The CIA's LSD experiments continued until 1963 before being shut down. In 1963, John Vance, a member of the CIA Inspector General's staff, learned about the projects "surreptitious administration to unwitting nonvoluntary human subjects." Though the MKUltra directors argued for the continuation, the Inspector General insisted the agency follow ethical research guidelines, which brought the programs testing on non-consenting subjects to an end.

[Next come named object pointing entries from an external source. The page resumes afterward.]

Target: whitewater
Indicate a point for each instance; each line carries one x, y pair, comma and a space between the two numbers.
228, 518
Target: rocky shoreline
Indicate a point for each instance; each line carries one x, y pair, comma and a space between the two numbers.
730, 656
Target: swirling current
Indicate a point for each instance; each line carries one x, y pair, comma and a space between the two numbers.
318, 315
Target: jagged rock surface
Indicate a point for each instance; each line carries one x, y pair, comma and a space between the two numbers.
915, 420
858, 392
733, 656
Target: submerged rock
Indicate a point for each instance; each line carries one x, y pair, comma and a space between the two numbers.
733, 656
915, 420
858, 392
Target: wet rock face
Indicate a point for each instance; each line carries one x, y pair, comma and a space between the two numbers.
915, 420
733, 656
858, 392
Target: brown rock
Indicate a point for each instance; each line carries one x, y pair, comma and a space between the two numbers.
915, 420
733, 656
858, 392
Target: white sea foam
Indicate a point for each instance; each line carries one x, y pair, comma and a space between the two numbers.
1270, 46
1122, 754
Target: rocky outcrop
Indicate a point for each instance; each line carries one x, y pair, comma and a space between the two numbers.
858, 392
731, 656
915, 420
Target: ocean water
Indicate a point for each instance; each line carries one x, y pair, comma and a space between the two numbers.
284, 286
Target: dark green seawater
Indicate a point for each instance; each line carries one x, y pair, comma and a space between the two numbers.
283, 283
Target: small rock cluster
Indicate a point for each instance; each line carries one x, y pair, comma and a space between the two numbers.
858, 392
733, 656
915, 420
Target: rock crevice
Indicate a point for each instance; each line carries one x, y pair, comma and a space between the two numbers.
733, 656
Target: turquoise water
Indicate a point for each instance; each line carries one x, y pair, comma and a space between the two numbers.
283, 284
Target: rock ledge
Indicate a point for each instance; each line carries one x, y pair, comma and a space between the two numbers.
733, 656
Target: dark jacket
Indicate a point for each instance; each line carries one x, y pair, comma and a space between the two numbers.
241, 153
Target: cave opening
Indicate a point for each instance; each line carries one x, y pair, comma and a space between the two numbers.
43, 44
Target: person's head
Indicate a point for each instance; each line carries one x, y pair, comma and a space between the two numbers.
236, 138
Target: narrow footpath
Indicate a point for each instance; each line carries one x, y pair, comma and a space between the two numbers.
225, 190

The paper records of the operation were destroyed, and during the trials, many agents claimed they could not remember details about it and there were no records for congress to verify, thus, leading to no noted convictions or justice for the CIA and individuals involved.

==Possible death==
One possible death associated with Project MKUltra and Operation Midnight Climax was that of Frank Olson, a scientist who worked for the CIA and for the United States Army Biological Warfare Laboratories. Olson allegedly committed suicide in 1953 by jumping out of the window of his hotel room in New York City. This occurred after he drank a cocktail that had been secretly spiked with LSD while on a CIA retreat. The Olson family did not believe it was suicide and after the family announced they planned to sue the Agency over Olson's "wrongful death," the government offered them an out-of-court settlement of $1,250,000, later reduced to $750,000 (about $8.8 million in 2024 value ), which they accepted. The family received apologies from President Ford and CIA director William Colby.

In 1994, Eric Olson had his father's body exhumed to be buried with his mother, and the family decided to have a second autopsy performed. The second autopsy revealed injuries that occurred before he fell, causing his death to become a debate between murder and suicide.

==Popular culture==
The operation inspired Neal Bell's 1981 play Operation Midnight Climax.